Annually measured Civil War Data, with {0,1} labels on the dependent dummy variable, indicating if a civil war outbreak took place, is provided by Hegre and Sambanis, 2006. Therein, is provided 7141 observations, with eighty-eight predictor variables. Online and offline feature selection methods are combined with Boosted trees, Support Vector Machines and Neural networks in order to compare these feature selection methods, and to leverage full ability from these models to handle larger or smaller feature dimensionalities in order to compare and discuss their predictive strengths and shortcomings.
The project is due for December 18th, giving us 3 weeks to complete the work. This is why we decided to split the work into 3 milestones:
- December 7th: Implement the statistical methods' computations and report graphs / results
- December 11th: Clean up the code
- December 18th: Prepare the report and the short movie presentation
- December 7th: Implementation of the statistical methods' (SVM: Kamran, NN: Razvan, Boosted Trees: Loic). Feature selection will be implemented together and combined with the models once the models are set up to handle it, again each responsible for its incorporation into their method. Preparation of report graphs / results - each responsible for curating data from their statistical method in suitable format for the combined graphs (Roc-Auc curve, and F1 scores as in the original paper to preserve comparability.

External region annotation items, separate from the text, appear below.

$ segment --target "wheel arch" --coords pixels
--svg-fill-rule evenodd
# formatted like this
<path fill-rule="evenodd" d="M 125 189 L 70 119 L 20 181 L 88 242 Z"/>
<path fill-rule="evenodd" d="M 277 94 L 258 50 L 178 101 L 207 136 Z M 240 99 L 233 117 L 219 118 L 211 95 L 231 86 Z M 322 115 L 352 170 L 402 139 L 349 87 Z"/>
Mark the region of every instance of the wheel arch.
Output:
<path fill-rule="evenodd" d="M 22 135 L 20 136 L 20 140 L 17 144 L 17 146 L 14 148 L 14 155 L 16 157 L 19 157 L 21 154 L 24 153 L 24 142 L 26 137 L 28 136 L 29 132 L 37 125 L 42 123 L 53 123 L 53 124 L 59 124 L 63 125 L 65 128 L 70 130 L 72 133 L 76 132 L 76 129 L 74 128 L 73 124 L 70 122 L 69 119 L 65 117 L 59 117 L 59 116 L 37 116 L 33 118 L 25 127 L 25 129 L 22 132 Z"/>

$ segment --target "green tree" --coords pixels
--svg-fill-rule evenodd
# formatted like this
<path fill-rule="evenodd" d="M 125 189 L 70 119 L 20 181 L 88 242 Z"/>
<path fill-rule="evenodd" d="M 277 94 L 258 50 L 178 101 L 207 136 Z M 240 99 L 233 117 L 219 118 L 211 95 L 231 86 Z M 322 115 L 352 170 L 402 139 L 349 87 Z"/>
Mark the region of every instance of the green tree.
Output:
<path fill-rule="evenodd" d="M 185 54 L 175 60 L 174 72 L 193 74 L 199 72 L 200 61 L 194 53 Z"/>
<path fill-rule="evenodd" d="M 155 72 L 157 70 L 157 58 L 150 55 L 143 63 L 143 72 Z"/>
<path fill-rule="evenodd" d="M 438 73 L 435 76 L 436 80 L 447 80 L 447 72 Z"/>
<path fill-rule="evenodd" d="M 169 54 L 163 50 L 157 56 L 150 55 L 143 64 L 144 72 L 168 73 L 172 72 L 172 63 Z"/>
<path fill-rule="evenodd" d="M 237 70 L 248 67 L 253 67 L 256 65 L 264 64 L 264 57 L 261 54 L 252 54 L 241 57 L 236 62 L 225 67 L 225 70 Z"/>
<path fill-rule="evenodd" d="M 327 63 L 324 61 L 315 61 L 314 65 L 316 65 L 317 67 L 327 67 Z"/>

Incorporation of the previous methods too (Kamran) in order to also add comparability with our approach of incorporating feature selection)
- December 11th: Clean up the code (Razvan mostly)
- December 18th: Report and presentation, incorporating the previously prepared results (Loic and Kamran mostly)
- Should we use other metrics than the ones from the original paper?
- Are the 3 methods that we intend to implement too many or too few for the scope of this project?
- Is AdaBoost a better choice for boosted trees since it is the most popular?